An epitome of sustainability in ancient Hawai‘i was more a model of practices ensuring survivability through equity and sound natural resource management.

This miniature landscape represents how native Hawaiians understood the viability of apportionment that included natural watersheds in the mountain tops that fed streams flowing downward through forests, cultivated lowlands and finally out to sea further reaching to the ocean depths.

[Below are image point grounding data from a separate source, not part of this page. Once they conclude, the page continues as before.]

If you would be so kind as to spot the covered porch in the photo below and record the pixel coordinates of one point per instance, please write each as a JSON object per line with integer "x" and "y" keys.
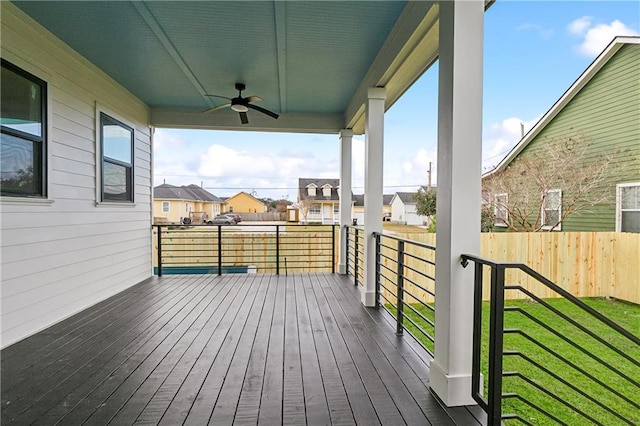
{"x": 231, "y": 349}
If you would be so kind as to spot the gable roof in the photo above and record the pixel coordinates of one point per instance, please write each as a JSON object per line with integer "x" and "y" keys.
{"x": 359, "y": 199}
{"x": 406, "y": 197}
{"x": 189, "y": 192}
{"x": 602, "y": 59}
{"x": 303, "y": 183}
{"x": 247, "y": 194}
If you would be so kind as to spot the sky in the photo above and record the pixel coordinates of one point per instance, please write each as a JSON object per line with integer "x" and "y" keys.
{"x": 533, "y": 52}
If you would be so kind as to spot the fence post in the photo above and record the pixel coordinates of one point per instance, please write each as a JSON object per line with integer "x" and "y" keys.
{"x": 333, "y": 248}
{"x": 277, "y": 249}
{"x": 378, "y": 237}
{"x": 219, "y": 249}
{"x": 355, "y": 260}
{"x": 400, "y": 290}
{"x": 159, "y": 251}
{"x": 346, "y": 254}
{"x": 496, "y": 326}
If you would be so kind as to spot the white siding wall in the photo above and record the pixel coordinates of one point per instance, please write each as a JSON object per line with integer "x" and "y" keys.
{"x": 61, "y": 256}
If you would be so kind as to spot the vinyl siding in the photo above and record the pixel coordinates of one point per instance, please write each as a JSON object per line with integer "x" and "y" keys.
{"x": 61, "y": 257}
{"x": 607, "y": 110}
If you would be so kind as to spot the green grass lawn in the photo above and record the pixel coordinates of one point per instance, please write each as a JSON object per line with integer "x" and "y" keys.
{"x": 624, "y": 314}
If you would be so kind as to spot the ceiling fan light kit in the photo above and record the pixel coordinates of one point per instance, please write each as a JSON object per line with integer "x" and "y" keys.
{"x": 241, "y": 105}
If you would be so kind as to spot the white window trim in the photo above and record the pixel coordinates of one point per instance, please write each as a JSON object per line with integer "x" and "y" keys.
{"x": 46, "y": 77}
{"x": 496, "y": 209}
{"x": 98, "y": 144}
{"x": 619, "y": 202}
{"x": 559, "y": 226}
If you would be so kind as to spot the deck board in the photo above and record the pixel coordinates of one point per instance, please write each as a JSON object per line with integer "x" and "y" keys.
{"x": 232, "y": 349}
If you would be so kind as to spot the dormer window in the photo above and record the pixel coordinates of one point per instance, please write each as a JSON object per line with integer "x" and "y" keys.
{"x": 326, "y": 190}
{"x": 311, "y": 190}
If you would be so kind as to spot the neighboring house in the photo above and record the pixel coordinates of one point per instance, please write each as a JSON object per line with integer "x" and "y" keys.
{"x": 403, "y": 209}
{"x": 358, "y": 207}
{"x": 318, "y": 200}
{"x": 174, "y": 203}
{"x": 603, "y": 104}
{"x": 245, "y": 203}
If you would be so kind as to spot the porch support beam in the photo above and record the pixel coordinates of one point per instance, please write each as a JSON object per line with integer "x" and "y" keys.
{"x": 458, "y": 207}
{"x": 346, "y": 136}
{"x": 374, "y": 138}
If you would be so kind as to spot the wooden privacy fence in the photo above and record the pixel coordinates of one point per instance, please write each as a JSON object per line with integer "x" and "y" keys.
{"x": 587, "y": 264}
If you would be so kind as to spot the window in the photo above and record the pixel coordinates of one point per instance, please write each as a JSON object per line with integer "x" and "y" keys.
{"x": 23, "y": 114}
{"x": 500, "y": 209}
{"x": 628, "y": 207}
{"x": 117, "y": 159}
{"x": 552, "y": 210}
{"x": 311, "y": 190}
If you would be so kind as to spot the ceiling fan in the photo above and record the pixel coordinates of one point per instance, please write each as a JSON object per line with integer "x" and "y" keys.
{"x": 241, "y": 105}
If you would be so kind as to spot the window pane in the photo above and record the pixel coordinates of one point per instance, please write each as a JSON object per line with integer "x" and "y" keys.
{"x": 630, "y": 222}
{"x": 116, "y": 182}
{"x": 630, "y": 197}
{"x": 20, "y": 166}
{"x": 21, "y": 104}
{"x": 117, "y": 142}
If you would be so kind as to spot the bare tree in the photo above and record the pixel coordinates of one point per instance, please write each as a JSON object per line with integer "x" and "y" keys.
{"x": 525, "y": 194}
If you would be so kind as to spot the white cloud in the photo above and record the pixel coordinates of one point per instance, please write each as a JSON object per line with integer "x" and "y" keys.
{"x": 579, "y": 26}
{"x": 595, "y": 37}
{"x": 501, "y": 137}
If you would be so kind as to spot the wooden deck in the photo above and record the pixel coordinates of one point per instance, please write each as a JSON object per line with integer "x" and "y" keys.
{"x": 236, "y": 349}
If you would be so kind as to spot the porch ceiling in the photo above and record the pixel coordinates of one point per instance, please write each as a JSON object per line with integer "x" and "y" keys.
{"x": 311, "y": 62}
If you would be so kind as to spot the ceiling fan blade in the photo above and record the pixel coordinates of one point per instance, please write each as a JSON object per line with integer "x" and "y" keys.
{"x": 263, "y": 110}
{"x": 216, "y": 108}
{"x": 219, "y": 96}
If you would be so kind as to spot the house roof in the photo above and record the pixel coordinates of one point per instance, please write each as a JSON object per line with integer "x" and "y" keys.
{"x": 359, "y": 199}
{"x": 245, "y": 193}
{"x": 568, "y": 95}
{"x": 303, "y": 183}
{"x": 406, "y": 197}
{"x": 189, "y": 192}
{"x": 310, "y": 61}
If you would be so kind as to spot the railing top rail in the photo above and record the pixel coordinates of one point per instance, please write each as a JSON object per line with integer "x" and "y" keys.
{"x": 405, "y": 240}
{"x": 553, "y": 286}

Ka Māla Lā‘au Maoli – Native Plant Garden

Learn about endemic and indigenous plants of Hawai‘i. Native Hawaiians regard these plants as their ancestors or ‘aumākua who contribute to ensuring the well-being of kanaka (human kind) through feeding, healing, housing, protecting and soothing.

Nā Mea Pa‘ani Hawai‘i

Visitors learn about recreational games played in ancient Hawai‘i especially during Makahiki or the time of peace and celebration that were used to teach strategies and values through enjoyable practices.

View “Hawaiian Checkers” or konane, “Hawaiian Lawn Bowling” or ulumaika, and Hawaiian Lawn Darts or pahe‘ehe‘e.

Model of a Volcano – Ka Lua Ana Ho‘ohālike

Fourth graders from Mākaha Elementary School originally created this as a “live-action” model of a volcano that spewed smoke.

It remains a teaching tool for lessons in geology, science, social studies, and Hawaiian culture.

The Gazebo – Ka ‘Ale‘o

It is one of the favorite gathering places on the farm.

Workshops, classes, meetings, demonstrations, receptions and shared meals are among some of the activities that occur here.

Polynesian Triangle

Children learn about Hawai‘i as the most isolated archipelago in the world relative to its location through this accurately scaled geographic model.

Throughout the years, students from Mākaha Elementary School work to restore this walk-able map, and in so doing, experience a multi- and interdisciplinary lesson coalescing math, social studies, geography and science.

Imu –Underground oven

A place to learn how to prepare food like the ancestors did and enjoy it together like the ancestors did.